Forty years later the man my mother left us for died. I was as indifferent to his death as I was to her grief. My dad once told me that my mom had a saying she’d use with us kids (me and my half brother and sister) that used to drive him crazy. It was “You made your bed, now go lie in it.” Well. As my mother mourned and found herself suddenly all alone in world, I didn’t say that to her, but God help me, I thought it. Yeah, I know. Harsh. And we're just getting started.
TO BE CONTINUED NEXT WEEK…

Monday, October 10, 2016

Word Up




- Emily Dickenson

There was a time when words spoken and words written had meaning. They still do, of course. But, sadly, they are spoken less frequently, and when written, come now to us in muted strings of 140 characters, or in Facebook posts that only highlight the victories of our lives. But there is no real wisdom in the garbled haikus of Twitter. No defeat in the glamorous posts on Facebook.

I think the world would be a better place if people were just willing to bleed a little in public. Not in a self-pitying way, not to play the martyr, but rather to more genuinely proclaim their humanity.
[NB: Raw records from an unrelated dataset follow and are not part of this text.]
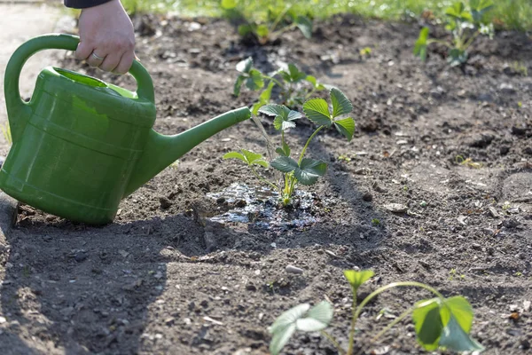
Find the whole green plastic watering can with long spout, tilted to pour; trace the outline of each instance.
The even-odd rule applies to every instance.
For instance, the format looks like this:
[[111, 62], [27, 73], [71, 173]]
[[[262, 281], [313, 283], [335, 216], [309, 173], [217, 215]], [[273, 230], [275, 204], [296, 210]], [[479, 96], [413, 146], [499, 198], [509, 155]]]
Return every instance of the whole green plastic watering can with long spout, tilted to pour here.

Because there is a strength to be found in sharing our weaknesses, to help each other. As Hemingway says, “"The world breaks everyone, and afterward, some are strong at the broken places." It’s our job to seek those with wounds that match, to advise, and wounds that don’t match, to consult.

A word is a living thing. Spoken. Written. Conveyed. So often, we don’t take time for them anymore, and as a result, it is a crime each day how many moments of love, connection and encouragement are lost forever, sacrificed on the altar of our newsfeeds and work deadlines. Until, one day, you wake up and say, “Waitaminutenow. Hold on. I…have something…I want…to say.” If your heart is right, this moment is not followed by an egotistical “Listen to me!” but rather in a humble, contrite, nauseatingly vulnerable “Will you hear me?”

I write stories because of words. It is in their architecture that I can find a way…to you, to others...and invite you in. A story is a building, the opening the foyer and each chapter a room. Once the tour is over, all I can hope for is that I will find you in the study, warming yourself by the fire, a little richer for the experience before you head back out into the world that is your life.

And if that world is sometimes cold and lonely? If I have been blessed enough in the telling of the thing, you will have been given a story that sparks a fire in you that will never go out.